Buttigieg in particular has been explicit on that front, claiming that Sanders’ nomination would hollow out the Democrats’ 40-seat U.S. House majority and hand control back to the GOP. Jack Schillawski, a 22-year old supporter of Buttigieg’s from North Carolina—whose Super Tuesday primary looms soon after South Carolina’s—said he believes Sanders’ nomination would mean Democrats lose control of the House and fail to take the Senate in November. “If he’s the nominee, I’ll vote for him,” said Schillawski. “I wouldn’t be as enthusiastic in campaigning.”

Sanders has seemed to revel in the attacks, capitalizing on news reports about Bernie panic in the Democratic establishment to raise money and proclaim he’s on the right path. As Buttigieg tried to challenge the senator during Tuesday night’s debate, Sanders launched into a common stump speech line about how helpful his “radical ideas” would be if he were elected president.

“The truth is Pete that the American people support my agenda,” Sanders said. “That is why I am beating Trump in virtually every poll that is done and why I will defeat him.”

Rivals have also emphasized a unity approach that Sanders may have trouble pulling off if he is indeed nominated at the top of the ticket when Democrats meet for their convention in July.

There will be those who don’t warm up to Sanders, said Michael Wukela, the communications director for the Sanders campaign in South Carolina—but he said that’d be the case with anyone that Democrats could nominate.

“This idea that, somehow, Bernie Sanders depresses the Democratic vote is just nonsense,” Wukela told The Daily Beast in the Sanders campaign’s Columbia headquarters. “You see it in states like Iowa and New Hampshire, those swing counties that went for Obama in 2008, 2012, and went for Trump in 2016, he wins those counties.”

And many voters—even those supporting other candidates—expressed outrage at the idea of anyone who opposes Trump having a hard time pulling the lever for whoever the Democratic nominee is.

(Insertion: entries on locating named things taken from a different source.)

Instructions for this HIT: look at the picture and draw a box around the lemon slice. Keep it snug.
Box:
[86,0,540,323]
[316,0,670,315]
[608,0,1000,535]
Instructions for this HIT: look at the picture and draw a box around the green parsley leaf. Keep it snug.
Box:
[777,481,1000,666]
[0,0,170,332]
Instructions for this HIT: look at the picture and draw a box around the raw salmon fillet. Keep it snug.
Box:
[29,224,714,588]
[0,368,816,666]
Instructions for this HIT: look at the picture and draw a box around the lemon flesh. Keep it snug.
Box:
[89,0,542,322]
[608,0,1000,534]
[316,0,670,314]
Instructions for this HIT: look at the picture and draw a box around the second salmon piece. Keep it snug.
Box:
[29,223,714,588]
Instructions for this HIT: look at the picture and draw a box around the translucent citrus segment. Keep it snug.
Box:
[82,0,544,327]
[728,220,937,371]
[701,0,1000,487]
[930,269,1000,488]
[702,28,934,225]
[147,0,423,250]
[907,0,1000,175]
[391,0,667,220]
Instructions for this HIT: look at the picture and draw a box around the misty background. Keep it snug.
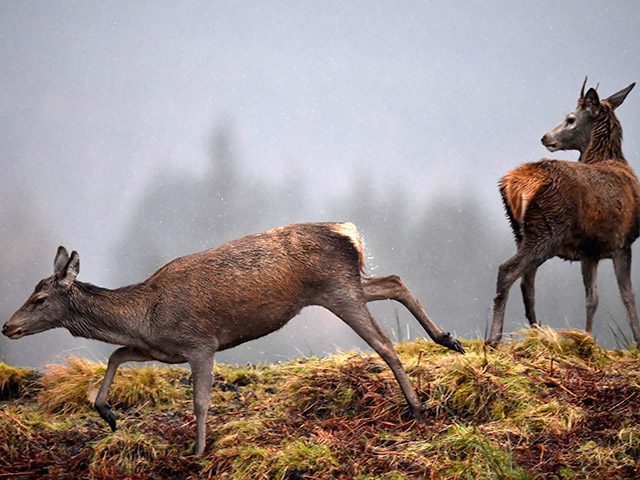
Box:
[0,0,640,367]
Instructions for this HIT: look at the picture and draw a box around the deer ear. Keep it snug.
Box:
[58,250,80,288]
[606,82,636,110]
[582,88,600,117]
[53,245,69,275]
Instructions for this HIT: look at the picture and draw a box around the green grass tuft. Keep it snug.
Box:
[0,328,640,480]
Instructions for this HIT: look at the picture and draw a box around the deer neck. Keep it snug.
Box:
[580,104,627,164]
[61,281,149,345]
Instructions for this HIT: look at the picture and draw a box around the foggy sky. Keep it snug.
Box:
[0,1,640,368]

Anyone who doesn’t vote or votes third-party, said Theresa Eaman in Rock Hill, “has basically voted for Trump, and that bothers me.”

An issue that has continued to haunt Sanders’ campaign as he tries expanding his base, however, remains the fallout from his challenge to former Secretary of State Hillary Clinton.

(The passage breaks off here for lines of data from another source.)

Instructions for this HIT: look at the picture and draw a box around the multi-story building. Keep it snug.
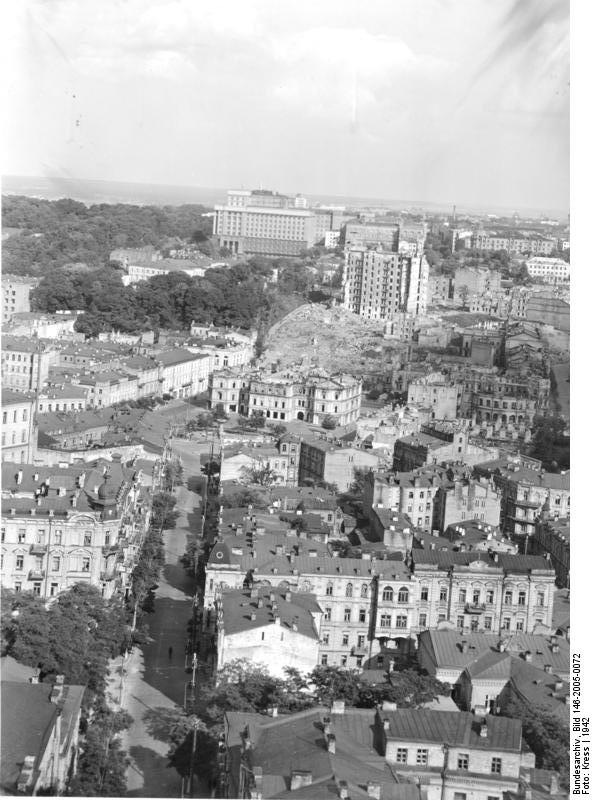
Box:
[343,246,429,320]
[216,586,323,678]
[78,369,138,410]
[2,388,37,464]
[122,256,215,286]
[527,502,570,588]
[2,460,150,598]
[298,439,381,492]
[209,370,362,425]
[214,190,319,256]
[454,267,501,300]
[156,348,211,397]
[526,256,570,284]
[2,336,58,391]
[471,230,556,256]
[0,676,86,796]
[428,275,451,305]
[393,420,497,471]
[37,383,89,414]
[407,372,462,419]
[412,550,555,636]
[345,221,399,253]
[2,274,39,323]
[475,460,570,541]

Although Sanders eventually backed and campaigned for Clinton in 2016—and has pledged to support whoever the nominee is because of the importance of beating Trump in November—some voters here remained skeptical of his sincerity.

To 71-year-old undecided voter Jackie Tucker, Sanders was "not supportive" of Clinton. Standing outside of a Biden event this week, she listed off her concerns.

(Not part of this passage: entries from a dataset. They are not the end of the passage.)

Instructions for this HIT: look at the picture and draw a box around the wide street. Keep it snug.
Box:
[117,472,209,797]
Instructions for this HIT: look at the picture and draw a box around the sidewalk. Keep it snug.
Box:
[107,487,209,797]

Sanders isn’t a Democrat. And she fears history repeating itself in 2020 because in her eyes Sanders didn't do enough to bring his supporters to Clinton's aid in the general election. "He just didn't do what he was supposed to do,” Tucker said.

But Tucker, a lifelong Democratic voter, still pledged to support Sanders in the general election if it comes to that. "To me, anybody would be better than Donald Trump," she said.

This stage of the primary season is when some voters begin to make peace with reality and what’s left in front of them. The candidate they loved and cheered for may already be gone, and the final days before their states’ primaries can present a soul-searching task of reconciling the perfect with the just good enough. Some voters are engaging with the Democratic primary even while they’re fatalistic that it will amount to anything.

“I hate to say this, but I believe Trump is going to win no matter who the Democrats put up,” said Matt, a Buttigieg-supporting teacher from Rock Hill who declined to give his last name.

That narrowing of the 2020 field hasn’t helped sway 43-year-old Connie Johnson, a former Marianne Williamson supporter, to Sanders’ movement. Johnson labeled Sanders “a career politician,” after Steyer’s event in Orangeburg.

Sanders’ age is a concern for her. She wants something new, something fresh. She's not willing to vote against her values, she said, "for the sake of beating Trump.”

If Sanders is the nominee, she said she’ll still vote in the general election. She may just write in a name instead.